Pendant qu’il interrogeait ce résident, l’AT no 1 a été informé par le centre des communications qu’une femme en pleurs venait d’appeler au 9-1-1, mais que l’appel avait été déconnecté avant qu’elle ne puisse fournir des renseignements au répartiteur. Le numéro de téléphone avait été retracé au résident avec lequel l’AT no 1 s’entretenait, et le résident a répondu que son téléphone cellulaire était en possession de son ex-épouse, qui habitait sur le chemin où habitait l’appelante au 9-1-1. Par conséquent, l’AI et l’AT no 1 se sont rendus chacun dans leur voiture de patrouille à l’adresse sur le chemin où habitait l’appelante au 9-1-1 pour enquêter sur la raison de l’appel. Pendant qu’ils se rendaient à l’adresse, l’équipement d’urgence des deux véhicules était activé, mais les agents l’ont éteint dès qu’ils sont arrivés sur le chemin où habitait l’appelante au 9-1-1.

Cet élément de preuve est confirmé par la vidéo dans le véhicule de l’AT no 1, où l’on voit que, vers 22 h 43, celui-ci roulait derrière l’AI à Smiths Falls, alors que les agents quittaient la ville et se dirigeaient vers le sud sur l’autoroute 15, et on les voit arriver au sud du chemin Golf Club à 22 h 46 et désactiver les feux d’urgence de leurs véhicules respectifs et tourner sur le chemin où habitait l’appelante au 9-1-1.

Alors que l’AI et l’AT no 1 s’approchaient de l’adresse sur le chemin où habitait l’appelante au 9-1-1, ils ont vu une camionnette de couleur noire sortir de l’entrée de la résidence en faisant marche arrière.

Puis, l’AI a placé son véhicule de police au centre de la chaussée et en partie dans la voie oust du chemin où habitait l’appelante au 9-1-1 dans l’intention d’immobiliser la camionnette. La voiture de patrouille de l’AT no 1 était située directement derrière la voiture de patrouille de l’AI à ce moment-là. La camionnette est passée à côté de la voiture de patrouille de l’AI, du côté du conducteur, en empruntant le fossé peu profond au nord, et a presque heurté le véhicule de police et puis est passée à côté du VUS de l’AT no 1, en la heurtant presque du côté gauche également.

Cet élément de preuve est confirmé entièrement par les séquences filmées par les caméras dans les véhicules.
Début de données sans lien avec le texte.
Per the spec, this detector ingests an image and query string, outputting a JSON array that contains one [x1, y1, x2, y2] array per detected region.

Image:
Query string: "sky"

L’AT no 1 a expliqué que le chemin sur lequel habitait l’appelante au 9-1-1 n’était pas un cul‐de-sac et que la camionnette noire aurait facilement pu quitter le chemin et le secteur sans se déplacer vers l’ouest et sans passer à côté des véhicules de police. Il s’agissait toutefois de la première de nombreuses manÅ“uvres faites apparemment par le conducteur de la camionnette, le plaignant, pour lancer un défi à la police.

On a observé qu’au moment de l’incident, les routes étaient en bon état et sèches.

Dès que la camionnette était passée près d’eux, l’AT no 1 et l’AI ont chacun fait demi-tour avec leur véhicule pour la suivre, et l’AT no 1 menait cette fois-ci. Puis, les agents ont vu le plaignait omettre de s’arrêter au panneau d’arrêt de l’autoroute 15 et s’engager sur celle‐ci en accélérant rapidement, et l’AT no 1 et l’AI se sont lancés à sa poursuite. Puis, les deux agents ont réactivé leurs feux d’urgence et sirènes. Cet élément de preuve a entièrement été saisi par la caméra dans le véhicule de police de l’AT no 1.

La circulation sur l’autoroute 15 était légère, et la limite de vitesse affichée était de 80 km/h.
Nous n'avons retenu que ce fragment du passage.